El Habib Louai is a Moroccan poet, translator, musician and assistant professor of English at Ibn Zohr University, Agadir, Morocco. His research focuses on the cultural encounters, colonial discourse and postcolonial theory and he worked the Beats’ archives at the University of North Carolina at Chapel Hill as a Fulbright grantee. He took creative writing courses at Jack Kerouac School of Disembodied Poetics at Naropa University, Boulder, Colorado where he performed with Anne Waldman and Thurston Moore. His articles, poems and Arabic translations of Beat writers appeared in various literary magazines, journals and reviews such as Al Quds Al Arabi, Al Moutaqaf, Jadaliyya, Arabli Quarterly, Al Jadeed Magazine, Al Arabi Al Jadid, Al Faisal, Al Doha, Middle East Online, Ragged Lion Journal, Big Bridge Magazine, Berfrois, Al Markaz Review, The Fifth Estate, Lumina, The Poet’s Haven, The MUD Proposal and Sagarana.
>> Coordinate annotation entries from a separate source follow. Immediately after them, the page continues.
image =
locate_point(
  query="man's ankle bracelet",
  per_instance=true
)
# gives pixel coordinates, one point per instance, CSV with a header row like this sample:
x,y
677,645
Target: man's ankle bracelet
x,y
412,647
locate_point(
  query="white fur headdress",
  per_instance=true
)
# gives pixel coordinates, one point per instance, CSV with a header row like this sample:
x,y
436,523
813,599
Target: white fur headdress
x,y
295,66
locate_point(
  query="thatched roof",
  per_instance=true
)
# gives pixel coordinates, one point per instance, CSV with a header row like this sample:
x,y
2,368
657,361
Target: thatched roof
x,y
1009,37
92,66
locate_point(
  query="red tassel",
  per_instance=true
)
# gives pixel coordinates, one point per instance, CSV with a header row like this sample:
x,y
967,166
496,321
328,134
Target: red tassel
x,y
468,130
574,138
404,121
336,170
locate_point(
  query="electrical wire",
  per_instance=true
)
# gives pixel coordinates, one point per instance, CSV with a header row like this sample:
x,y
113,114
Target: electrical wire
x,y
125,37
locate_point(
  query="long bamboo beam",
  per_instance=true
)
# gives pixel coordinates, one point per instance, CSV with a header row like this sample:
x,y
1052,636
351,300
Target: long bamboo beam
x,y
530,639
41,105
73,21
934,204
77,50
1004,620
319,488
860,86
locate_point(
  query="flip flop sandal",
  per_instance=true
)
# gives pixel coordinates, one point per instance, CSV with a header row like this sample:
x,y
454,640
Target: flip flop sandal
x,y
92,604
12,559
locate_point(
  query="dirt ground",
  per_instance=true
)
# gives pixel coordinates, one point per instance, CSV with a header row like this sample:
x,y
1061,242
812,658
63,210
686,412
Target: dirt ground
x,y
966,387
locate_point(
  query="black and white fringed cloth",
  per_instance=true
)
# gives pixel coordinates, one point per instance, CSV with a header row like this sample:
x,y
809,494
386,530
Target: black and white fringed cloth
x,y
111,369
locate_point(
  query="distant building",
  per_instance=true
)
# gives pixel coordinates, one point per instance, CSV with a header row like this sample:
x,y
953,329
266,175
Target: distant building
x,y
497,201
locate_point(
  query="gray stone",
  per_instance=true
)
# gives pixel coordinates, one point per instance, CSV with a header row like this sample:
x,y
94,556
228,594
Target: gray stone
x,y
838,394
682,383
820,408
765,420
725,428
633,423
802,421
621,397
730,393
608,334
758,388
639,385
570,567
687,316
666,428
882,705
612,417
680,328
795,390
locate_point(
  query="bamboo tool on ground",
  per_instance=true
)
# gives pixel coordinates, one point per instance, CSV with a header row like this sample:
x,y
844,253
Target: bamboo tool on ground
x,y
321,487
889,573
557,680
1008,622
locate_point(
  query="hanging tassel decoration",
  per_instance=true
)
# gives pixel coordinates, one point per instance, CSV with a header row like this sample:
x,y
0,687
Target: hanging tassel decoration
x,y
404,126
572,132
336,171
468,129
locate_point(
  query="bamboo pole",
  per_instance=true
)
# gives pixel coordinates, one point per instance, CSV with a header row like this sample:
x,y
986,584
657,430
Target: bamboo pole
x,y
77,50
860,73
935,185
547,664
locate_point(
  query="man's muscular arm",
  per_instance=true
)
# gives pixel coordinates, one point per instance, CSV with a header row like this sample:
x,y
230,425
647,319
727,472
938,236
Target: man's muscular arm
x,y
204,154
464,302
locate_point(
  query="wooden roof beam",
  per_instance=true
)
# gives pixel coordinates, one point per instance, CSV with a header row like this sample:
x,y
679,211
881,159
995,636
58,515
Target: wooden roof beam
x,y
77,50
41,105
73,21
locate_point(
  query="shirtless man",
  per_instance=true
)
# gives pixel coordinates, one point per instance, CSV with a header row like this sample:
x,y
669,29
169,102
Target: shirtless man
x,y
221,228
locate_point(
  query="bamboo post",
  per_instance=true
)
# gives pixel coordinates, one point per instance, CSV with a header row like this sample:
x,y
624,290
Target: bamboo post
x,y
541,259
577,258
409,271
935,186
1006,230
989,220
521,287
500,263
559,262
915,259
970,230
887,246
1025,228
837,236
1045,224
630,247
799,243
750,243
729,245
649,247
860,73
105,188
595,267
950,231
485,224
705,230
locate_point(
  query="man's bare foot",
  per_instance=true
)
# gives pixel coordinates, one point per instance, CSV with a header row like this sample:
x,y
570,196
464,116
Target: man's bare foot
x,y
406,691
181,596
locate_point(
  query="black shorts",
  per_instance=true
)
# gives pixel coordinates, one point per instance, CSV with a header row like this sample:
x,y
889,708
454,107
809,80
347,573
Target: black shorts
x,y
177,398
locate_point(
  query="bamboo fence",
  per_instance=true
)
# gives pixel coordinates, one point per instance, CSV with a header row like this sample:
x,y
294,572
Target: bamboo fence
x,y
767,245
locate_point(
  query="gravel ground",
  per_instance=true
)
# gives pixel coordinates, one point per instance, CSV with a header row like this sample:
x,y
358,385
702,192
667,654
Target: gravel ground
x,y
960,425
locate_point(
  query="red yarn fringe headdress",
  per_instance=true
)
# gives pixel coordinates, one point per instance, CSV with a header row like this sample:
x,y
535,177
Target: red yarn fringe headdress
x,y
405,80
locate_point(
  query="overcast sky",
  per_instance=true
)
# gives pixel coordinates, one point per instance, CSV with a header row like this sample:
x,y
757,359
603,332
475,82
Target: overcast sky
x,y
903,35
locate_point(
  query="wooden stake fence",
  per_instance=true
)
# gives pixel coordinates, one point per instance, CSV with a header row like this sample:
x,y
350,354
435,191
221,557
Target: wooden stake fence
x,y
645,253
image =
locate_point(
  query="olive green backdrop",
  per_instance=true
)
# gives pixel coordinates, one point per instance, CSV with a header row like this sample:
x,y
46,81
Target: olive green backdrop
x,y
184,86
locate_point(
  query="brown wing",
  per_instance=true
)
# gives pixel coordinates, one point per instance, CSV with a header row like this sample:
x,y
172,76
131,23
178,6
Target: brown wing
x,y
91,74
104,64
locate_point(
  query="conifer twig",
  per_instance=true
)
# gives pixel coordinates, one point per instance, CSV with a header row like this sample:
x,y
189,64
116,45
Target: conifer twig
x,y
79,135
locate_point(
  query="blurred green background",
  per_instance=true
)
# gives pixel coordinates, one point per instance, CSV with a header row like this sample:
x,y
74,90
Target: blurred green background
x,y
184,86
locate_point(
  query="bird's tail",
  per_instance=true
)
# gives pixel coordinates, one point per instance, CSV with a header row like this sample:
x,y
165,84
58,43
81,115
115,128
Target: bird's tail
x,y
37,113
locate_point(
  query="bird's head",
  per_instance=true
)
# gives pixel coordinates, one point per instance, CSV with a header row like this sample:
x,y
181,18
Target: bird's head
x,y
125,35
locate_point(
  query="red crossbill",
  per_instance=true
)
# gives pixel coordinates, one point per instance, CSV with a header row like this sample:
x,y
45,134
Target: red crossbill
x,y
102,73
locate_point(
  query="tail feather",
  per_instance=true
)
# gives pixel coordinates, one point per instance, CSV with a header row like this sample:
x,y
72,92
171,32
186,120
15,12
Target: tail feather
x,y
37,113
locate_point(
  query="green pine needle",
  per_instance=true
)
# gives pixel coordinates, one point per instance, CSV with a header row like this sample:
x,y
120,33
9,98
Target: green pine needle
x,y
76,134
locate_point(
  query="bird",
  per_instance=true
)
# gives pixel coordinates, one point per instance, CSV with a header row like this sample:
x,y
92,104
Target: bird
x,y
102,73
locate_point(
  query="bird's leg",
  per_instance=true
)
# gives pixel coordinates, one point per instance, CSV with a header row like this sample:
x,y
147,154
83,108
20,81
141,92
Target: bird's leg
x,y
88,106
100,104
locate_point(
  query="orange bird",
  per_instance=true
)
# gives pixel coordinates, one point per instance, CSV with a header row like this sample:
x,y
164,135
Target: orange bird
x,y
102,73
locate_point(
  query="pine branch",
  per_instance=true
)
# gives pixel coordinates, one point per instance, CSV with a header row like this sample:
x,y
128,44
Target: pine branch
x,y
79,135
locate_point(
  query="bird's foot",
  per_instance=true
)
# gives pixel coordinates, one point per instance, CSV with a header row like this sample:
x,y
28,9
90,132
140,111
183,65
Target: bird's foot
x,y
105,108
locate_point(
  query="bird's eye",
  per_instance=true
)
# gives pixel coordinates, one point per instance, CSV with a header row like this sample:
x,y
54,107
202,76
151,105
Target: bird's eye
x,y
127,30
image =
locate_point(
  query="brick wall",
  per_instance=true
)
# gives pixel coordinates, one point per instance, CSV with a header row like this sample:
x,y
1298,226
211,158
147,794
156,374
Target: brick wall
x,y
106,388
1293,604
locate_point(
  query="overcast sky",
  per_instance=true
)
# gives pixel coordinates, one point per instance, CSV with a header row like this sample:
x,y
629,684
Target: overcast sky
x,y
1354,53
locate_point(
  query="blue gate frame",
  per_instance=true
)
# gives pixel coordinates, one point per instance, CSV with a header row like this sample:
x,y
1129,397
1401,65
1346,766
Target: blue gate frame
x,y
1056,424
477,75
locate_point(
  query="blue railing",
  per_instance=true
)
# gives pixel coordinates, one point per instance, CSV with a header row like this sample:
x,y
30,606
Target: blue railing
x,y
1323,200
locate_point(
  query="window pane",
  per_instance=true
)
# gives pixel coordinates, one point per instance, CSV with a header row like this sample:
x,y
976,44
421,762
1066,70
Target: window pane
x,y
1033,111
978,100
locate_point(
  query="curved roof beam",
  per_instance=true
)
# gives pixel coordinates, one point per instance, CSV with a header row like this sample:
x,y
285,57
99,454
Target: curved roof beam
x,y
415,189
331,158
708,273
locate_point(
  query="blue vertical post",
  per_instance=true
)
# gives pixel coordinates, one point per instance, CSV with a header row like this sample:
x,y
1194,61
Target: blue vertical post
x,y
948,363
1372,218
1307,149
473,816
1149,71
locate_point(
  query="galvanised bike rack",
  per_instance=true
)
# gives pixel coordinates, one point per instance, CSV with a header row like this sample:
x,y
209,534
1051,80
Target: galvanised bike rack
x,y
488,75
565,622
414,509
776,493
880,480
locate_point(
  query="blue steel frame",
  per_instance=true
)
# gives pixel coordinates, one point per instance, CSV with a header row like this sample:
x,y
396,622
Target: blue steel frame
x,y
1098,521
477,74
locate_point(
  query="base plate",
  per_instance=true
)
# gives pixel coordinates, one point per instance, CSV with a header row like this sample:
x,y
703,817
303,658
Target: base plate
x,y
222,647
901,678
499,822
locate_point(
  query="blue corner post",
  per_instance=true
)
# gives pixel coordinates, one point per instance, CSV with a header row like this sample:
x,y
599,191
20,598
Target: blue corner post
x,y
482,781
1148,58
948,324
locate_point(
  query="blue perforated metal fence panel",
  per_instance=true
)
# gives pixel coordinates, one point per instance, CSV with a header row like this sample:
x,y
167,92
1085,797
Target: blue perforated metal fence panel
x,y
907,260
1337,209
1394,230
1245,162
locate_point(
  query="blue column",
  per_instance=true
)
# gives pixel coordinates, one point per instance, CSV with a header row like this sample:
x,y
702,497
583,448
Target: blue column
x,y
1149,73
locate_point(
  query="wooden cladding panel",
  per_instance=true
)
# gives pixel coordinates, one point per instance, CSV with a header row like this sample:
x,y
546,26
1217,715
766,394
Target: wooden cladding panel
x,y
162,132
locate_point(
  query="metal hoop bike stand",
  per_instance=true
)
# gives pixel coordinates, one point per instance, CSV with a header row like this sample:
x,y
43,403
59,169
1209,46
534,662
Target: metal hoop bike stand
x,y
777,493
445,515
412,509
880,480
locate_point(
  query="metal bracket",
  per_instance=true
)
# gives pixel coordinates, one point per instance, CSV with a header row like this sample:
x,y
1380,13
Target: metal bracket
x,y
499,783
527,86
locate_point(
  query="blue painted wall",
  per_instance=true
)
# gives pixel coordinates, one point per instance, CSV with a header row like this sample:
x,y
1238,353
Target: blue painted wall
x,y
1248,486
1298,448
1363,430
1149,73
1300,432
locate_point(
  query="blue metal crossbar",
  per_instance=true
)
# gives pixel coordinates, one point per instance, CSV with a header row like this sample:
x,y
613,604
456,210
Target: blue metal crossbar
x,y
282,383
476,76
Louai’s Arabic translations include America, America: An Anthology of Beat Poetry in Arabic, Michael Rothenberg’s collection of poems entitled Indefinite Detention: A Dog Story both published by Arwiqa for Translation and Studies, Bob Kaufman’s The Ancient Rain published by Dar Al Rafidain, Giorgio Agamben’s What is an Apparatus and Other Essays and Diane di Prima’s Revolutionary Letters, both published by Dar Al Libiraliya. He also contributed with Arabic translations to Seven Countries: An Anthology Against Trump’s Ban published by Arroyo Seco Press. Louai published two collections of poems: Mrs. Jones Will Now Know: Poems of a Desperate Rebel and Rotten Wounds Embalmed with Tar which was a finalist for the 2020 Sillerman First Book Prize for African Poetry.